Hacker News new | ask | show | jobs
Show HN: Turn native language audio into flashcards and shadowing practice (lingochunk.com)
24 points by alder 3 hours ago
Here is a tool I built initially for myself to help with my German and Greek language studies. It started as a hack for creating Anki cards from native language audio. It extracts the words, finds their base forms (lemmas) and groups the examples by the lemma. At some point I realised that I have a transcription with word level timestamps that opens a lot of other opportunities. So I added a mode to click the first and last word in the transcript and it starts looping with the right gap and repeat count.

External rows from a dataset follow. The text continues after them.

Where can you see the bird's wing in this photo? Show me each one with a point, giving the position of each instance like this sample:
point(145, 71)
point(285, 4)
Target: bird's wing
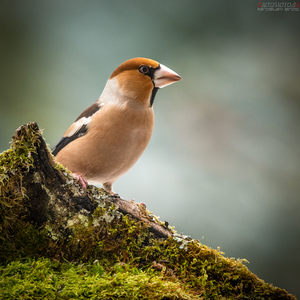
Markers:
point(78, 128)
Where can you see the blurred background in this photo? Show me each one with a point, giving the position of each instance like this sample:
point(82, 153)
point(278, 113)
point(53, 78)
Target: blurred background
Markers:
point(223, 164)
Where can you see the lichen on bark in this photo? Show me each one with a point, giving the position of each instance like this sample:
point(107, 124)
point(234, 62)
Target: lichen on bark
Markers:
point(90, 244)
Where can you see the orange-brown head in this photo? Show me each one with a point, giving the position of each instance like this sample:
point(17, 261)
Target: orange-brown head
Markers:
point(139, 78)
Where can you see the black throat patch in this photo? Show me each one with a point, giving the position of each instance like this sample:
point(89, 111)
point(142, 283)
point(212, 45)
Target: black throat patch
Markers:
point(154, 91)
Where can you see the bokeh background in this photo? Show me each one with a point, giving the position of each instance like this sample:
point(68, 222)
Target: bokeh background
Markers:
point(223, 164)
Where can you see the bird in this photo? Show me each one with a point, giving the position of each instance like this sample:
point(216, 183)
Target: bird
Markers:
point(108, 138)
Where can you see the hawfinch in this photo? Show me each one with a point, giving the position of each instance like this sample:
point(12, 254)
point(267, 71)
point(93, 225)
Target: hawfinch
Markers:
point(108, 138)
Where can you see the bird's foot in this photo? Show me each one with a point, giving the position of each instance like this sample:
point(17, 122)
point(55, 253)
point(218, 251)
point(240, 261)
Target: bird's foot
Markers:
point(81, 180)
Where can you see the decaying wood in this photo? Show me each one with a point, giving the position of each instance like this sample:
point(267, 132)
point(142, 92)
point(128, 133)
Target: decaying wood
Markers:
point(46, 186)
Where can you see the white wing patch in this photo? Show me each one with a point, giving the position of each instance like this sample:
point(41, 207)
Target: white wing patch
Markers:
point(76, 126)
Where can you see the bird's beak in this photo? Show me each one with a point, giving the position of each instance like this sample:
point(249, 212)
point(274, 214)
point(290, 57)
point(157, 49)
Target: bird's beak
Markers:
point(164, 76)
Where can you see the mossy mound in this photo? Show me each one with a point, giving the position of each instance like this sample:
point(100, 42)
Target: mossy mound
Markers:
point(59, 242)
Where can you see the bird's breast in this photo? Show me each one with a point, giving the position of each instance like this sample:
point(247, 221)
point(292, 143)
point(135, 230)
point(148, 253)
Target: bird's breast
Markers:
point(119, 137)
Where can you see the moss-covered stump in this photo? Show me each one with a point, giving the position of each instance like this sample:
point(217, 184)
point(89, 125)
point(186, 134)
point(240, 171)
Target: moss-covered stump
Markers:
point(60, 242)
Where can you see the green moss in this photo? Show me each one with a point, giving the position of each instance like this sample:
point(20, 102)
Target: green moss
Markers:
point(48, 279)
point(55, 261)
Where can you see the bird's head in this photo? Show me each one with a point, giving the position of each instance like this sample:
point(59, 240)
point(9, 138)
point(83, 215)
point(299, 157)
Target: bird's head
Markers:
point(138, 80)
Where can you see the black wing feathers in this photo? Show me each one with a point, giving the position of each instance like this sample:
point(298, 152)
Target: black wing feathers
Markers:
point(66, 140)
point(82, 130)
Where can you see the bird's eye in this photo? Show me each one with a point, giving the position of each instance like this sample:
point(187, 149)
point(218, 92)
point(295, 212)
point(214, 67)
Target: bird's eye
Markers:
point(144, 69)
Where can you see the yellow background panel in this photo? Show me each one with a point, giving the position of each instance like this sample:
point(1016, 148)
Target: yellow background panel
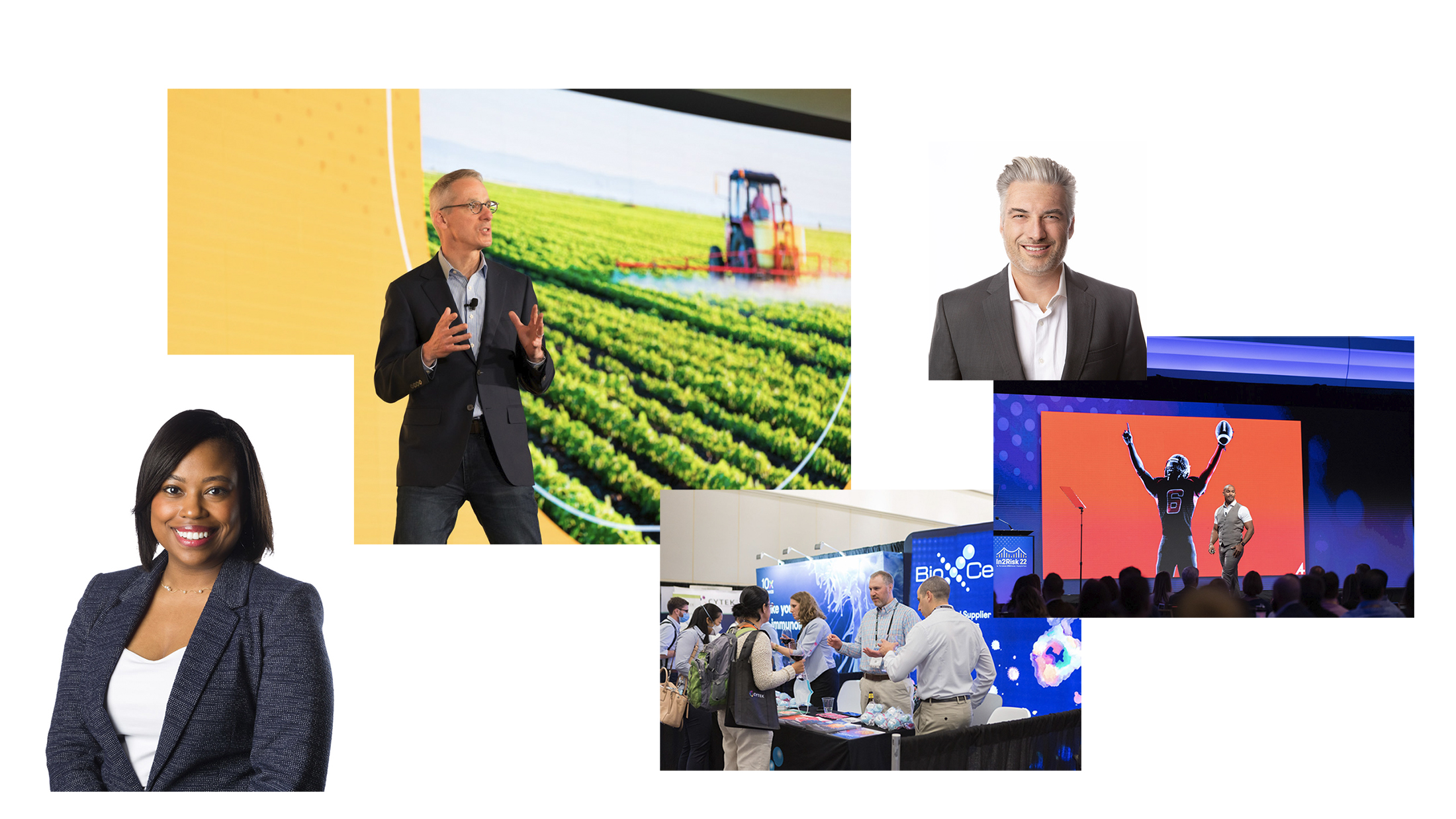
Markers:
point(281, 230)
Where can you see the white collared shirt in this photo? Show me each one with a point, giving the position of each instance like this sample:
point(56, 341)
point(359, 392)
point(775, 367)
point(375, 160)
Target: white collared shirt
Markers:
point(947, 648)
point(1042, 337)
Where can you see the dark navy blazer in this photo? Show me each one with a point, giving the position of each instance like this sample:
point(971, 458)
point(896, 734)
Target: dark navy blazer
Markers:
point(252, 705)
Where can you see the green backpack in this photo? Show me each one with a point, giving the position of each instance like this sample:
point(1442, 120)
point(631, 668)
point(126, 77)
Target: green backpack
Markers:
point(708, 674)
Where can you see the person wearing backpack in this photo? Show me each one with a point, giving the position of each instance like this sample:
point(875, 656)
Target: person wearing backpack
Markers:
point(698, 726)
point(753, 712)
point(668, 632)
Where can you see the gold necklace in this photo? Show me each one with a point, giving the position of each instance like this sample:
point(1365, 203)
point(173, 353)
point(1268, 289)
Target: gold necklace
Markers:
point(184, 591)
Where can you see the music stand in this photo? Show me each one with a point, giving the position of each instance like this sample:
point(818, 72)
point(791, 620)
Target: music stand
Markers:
point(1081, 509)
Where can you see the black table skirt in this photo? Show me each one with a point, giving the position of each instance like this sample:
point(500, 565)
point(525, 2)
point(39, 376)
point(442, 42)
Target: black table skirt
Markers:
point(799, 748)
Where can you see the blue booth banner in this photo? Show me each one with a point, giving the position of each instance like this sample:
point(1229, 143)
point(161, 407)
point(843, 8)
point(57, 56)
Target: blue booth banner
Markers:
point(966, 558)
point(839, 583)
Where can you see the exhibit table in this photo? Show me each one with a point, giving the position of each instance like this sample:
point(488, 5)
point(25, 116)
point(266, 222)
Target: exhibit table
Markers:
point(798, 748)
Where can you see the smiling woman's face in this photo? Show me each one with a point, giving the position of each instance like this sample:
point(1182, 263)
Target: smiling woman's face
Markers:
point(199, 513)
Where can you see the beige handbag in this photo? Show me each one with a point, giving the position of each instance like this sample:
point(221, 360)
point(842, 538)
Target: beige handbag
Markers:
point(672, 701)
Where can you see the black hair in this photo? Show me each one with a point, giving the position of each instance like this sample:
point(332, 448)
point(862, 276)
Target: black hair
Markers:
point(178, 437)
point(1132, 593)
point(704, 617)
point(751, 603)
point(1094, 600)
point(1253, 583)
point(1162, 588)
point(1372, 587)
point(1052, 583)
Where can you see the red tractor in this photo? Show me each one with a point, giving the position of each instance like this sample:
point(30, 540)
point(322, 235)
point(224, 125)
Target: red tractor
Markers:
point(760, 233)
point(760, 236)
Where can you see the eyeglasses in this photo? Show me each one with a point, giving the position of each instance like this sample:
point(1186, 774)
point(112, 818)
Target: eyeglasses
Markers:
point(475, 207)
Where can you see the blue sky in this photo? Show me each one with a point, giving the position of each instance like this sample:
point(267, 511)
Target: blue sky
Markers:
point(570, 142)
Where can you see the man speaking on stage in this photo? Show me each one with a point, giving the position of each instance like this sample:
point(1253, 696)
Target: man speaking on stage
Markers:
point(461, 337)
point(1038, 319)
point(1232, 530)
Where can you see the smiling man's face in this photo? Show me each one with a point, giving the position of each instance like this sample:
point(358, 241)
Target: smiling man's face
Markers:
point(1036, 226)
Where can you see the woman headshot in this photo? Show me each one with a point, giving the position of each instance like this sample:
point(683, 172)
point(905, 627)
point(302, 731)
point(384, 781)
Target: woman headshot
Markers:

Another feature I use a lot is selecting an audio fragment, sending a predefined prompt to an AI to "explain grammar" or "explain nuances of meaning" and I still experimenting with prompts.

And because shadowing is so easy I also use it as a player to improve my English pronunciation. (I am not a native English speaker.)

I made a quick video showing the workflow for creating Anki cards and shadowing: https://youtu.be/TaR58uuDBvU?si=o5aGLAi2S-BZ7Zy9

The app supports 15 input languages (Japanese and Chinese are the latest experimental additions), and more than 30 output languages.

I would really appreciate it if you could try it https://lingochunk.com/try. I know there are other tools with similar functionality but I created something that fits my workflow and it is fun to build.

Also I struggled to find public domain audio for the try page. I'd be grateful if anyone could point me to public domain sources (I used LibriVox, Wikimedia and FSI courses), or if you're a creator, let me feature some of your own recordings with credits and links.

7 comments

Very cool! I'm also learning Greek and it's amazing how many resources are becoming available.
I don't know what resolution or display you built this on, but a heads up the initial impression on my 4K monitor is that everything is incredibly tiny.
To be honest I haven't tested it on a 4K monitor yet, so I am not surprised. There are two controls above the transcript that change the font size and the line spacing, which should help a bit for now. Something to fix, thanks!
Very nice work. I'm going for a different thing, but my audio2anki tool [1] is about as streamlined as I could make it to turn a YouTube URL I want to learn into a stack of Anki flashcards, purely locally.

[1]: https://github.com/hiAndrewQuinn/audio2anki

What are you doing for Chinese word segmentation/pinyin?
Just tried it with an unsupported language and it still worked I set it to Chinese and inputted the audio. Still got correct results.
Is it possible to add traditional characters for mandarin?

Also the pinyin for 誰/谁 is coming through as shuí, whilst this character has two pronounciations, I believe shéi is the more common one.

Thanks! Chinese and Japanese as source languages are still experimental, I did my best to support them but I have to rely on people who actually know the language and this kind of feedback is really useful. I'll look into adding traditional characters and fixing the pinyin.
This is awesome! I’ll be lurking for new data sources. I’m working on a self-hosted language app more focused around cloze and sentence mining into Anki. I love seeing more stuff happening in this space
Thanks! I am glad you like it! I essentially mine the source audio, and all examples have cloze style gaps (blurring, in my case) that are revealed on the back of the card. I also beep the word in the sentence when you try to play it on the front card in built-in SRS system. Unfortunately that is not implemented in the Anki export, but it is technically possible.